The 5280not1984 campaign cites dangers of gender and racial bias, the high rate of false positives in testing by London’s Metropolitan Police, and the risk of data breach as reasons to propose a ban of the technology on the November 2020 ballot.

City police do not use facial recognition at this time, Denver Department of Public Safety spokeswoman Kelli Christensen told Westword. The initiative would also prevent the technology’s use at Denver International Airport, which currently does not use facial recognition, according to the report.

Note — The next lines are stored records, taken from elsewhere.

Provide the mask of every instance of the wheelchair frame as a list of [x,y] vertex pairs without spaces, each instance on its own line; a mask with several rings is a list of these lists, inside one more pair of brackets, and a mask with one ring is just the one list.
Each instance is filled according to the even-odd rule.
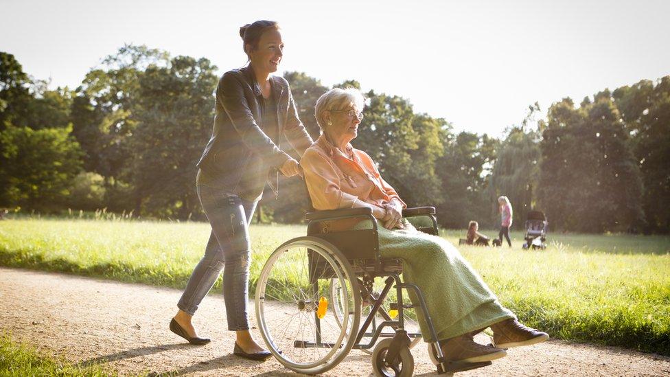
[[[431,220],[432,226],[419,227],[417,229],[424,233],[438,236],[437,221],[435,214],[435,209],[432,207],[408,208],[404,209],[402,212],[403,218],[405,218],[412,217],[429,218]],[[372,225],[371,228],[338,231],[327,231],[327,230],[324,232],[323,228],[321,226],[324,222],[351,218],[370,220]],[[308,236],[321,239],[325,241],[326,243],[331,244],[336,248],[343,254],[343,256],[345,258],[345,260],[343,262],[348,262],[352,267],[351,269],[354,273],[356,282],[356,284],[354,284],[354,282],[351,282],[352,289],[358,289],[358,293],[363,299],[373,301],[370,312],[367,315],[367,317],[365,318],[360,329],[352,330],[352,331],[356,332],[356,340],[351,348],[365,351],[369,350],[373,347],[375,347],[375,352],[373,353],[372,363],[376,375],[389,375],[382,369],[390,367],[395,372],[395,374],[390,374],[390,376],[404,376],[406,375],[405,374],[400,374],[400,371],[398,369],[398,366],[401,363],[403,365],[403,369],[404,369],[406,363],[408,363],[408,365],[411,364],[411,366],[408,367],[411,368],[411,370],[408,372],[410,374],[413,373],[413,358],[411,361],[407,360],[408,357],[410,358],[412,358],[408,350],[412,345],[412,339],[416,341],[420,339],[422,336],[420,332],[408,333],[406,331],[404,310],[411,308],[418,308],[417,310],[421,310],[421,313],[426,319],[428,330],[430,332],[431,338],[437,339],[437,334],[433,326],[432,320],[430,318],[430,314],[428,312],[425,299],[421,289],[415,284],[403,282],[400,276],[400,274],[402,273],[402,262],[397,259],[386,259],[382,258],[379,250],[378,224],[377,219],[372,216],[371,209],[369,208],[352,208],[310,212],[305,214],[305,219],[308,221]],[[290,242],[290,240],[288,241],[284,244],[288,244]],[[308,249],[308,251],[310,257],[310,283],[312,284],[314,292],[318,293],[319,292],[319,280],[327,279],[329,277],[328,271],[323,269],[327,269],[328,264],[323,263],[325,260],[320,260],[319,258],[323,258],[318,254],[313,251],[310,253],[310,251],[312,251]],[[317,274],[317,272],[321,273]],[[324,272],[326,273],[324,273]],[[334,273],[333,272],[332,273]],[[362,280],[360,279],[361,276],[362,277]],[[384,288],[379,296],[375,297],[371,286],[374,279],[377,277],[386,277],[386,279],[384,281]],[[382,306],[384,299],[393,288],[395,288],[396,290],[397,302],[391,303],[390,308],[397,310],[396,319],[392,319],[389,313]],[[259,297],[259,290],[260,289],[260,286],[259,286],[257,290],[257,298]],[[418,298],[418,305],[404,304],[403,300],[403,290],[408,291],[411,290],[413,291]],[[257,303],[257,317],[260,321],[260,317],[257,312],[258,310]],[[315,341],[310,342],[303,340],[295,340],[293,346],[297,348],[323,347],[332,349],[336,344],[324,343],[321,341],[321,319],[317,315],[316,310],[314,310],[314,321],[317,329],[315,334]],[[349,315],[349,314],[351,313],[345,313],[345,315]],[[384,319],[384,321],[378,325],[376,323],[376,318],[378,314]],[[362,317],[362,315],[361,315],[361,317]],[[260,325],[261,323],[259,323],[259,328],[262,329],[262,330],[264,329],[264,327]],[[371,325],[372,326],[371,328],[370,328]],[[382,332],[386,328],[393,329],[393,332]],[[369,329],[370,329],[369,332]],[[270,342],[268,341],[264,333],[263,336],[266,342],[268,343],[268,347],[270,347]],[[370,338],[370,341],[366,344],[361,344],[360,341],[364,337]],[[380,338],[390,339],[390,341],[382,341],[378,344],[376,344]],[[380,347],[384,347],[384,349],[378,350]],[[429,354],[431,356],[431,360],[435,364],[437,372],[441,374],[469,370],[492,364],[490,361],[481,363],[446,361],[442,354],[439,343],[437,341],[430,343],[428,345],[428,350]],[[275,356],[277,355],[275,354]],[[282,360],[279,358],[279,361],[282,361]],[[282,363],[295,372],[305,373],[305,371],[296,369],[284,362]],[[327,369],[320,370],[317,373],[323,373],[335,366],[336,365],[331,365]]]

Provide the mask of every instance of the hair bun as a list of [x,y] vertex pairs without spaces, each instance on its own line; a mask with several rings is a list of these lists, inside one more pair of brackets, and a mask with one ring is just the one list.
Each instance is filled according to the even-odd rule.
[[240,28],[240,36],[242,37],[242,39],[244,39],[244,33],[246,32],[246,29],[249,26],[251,26],[251,23],[247,23],[246,25],[244,25],[244,26],[242,26],[242,27],[241,27]]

“I have a lot of respect for law enforcement. The job they do is often difficult and thankless,” says Connor Swatling, a systems analyst and part of the initiative’s committee. “But we should try to make their jobs easier. This technology doesn’t do that. It’s difficult to integrate, it’s vulnerable to hackers and abuse, and you’re going to create a more systemic sense of distrust in police, and I don’t think that’s a good look for Denver.”

Swatling acknowledges that some city council members have expressed concern about the effects of such a ban on public safety.

As the West Coast cities consider their options, Human Rights Watch Senior Researcher on Artificial Intelligence and Human Rights Amos Toh writes in an editorial for the Los Angeles Times that regulation is necessary to contain the threat of facial recognition, as well as other types of AI-enabled monitoring, such as emotion recognition and intention prediction.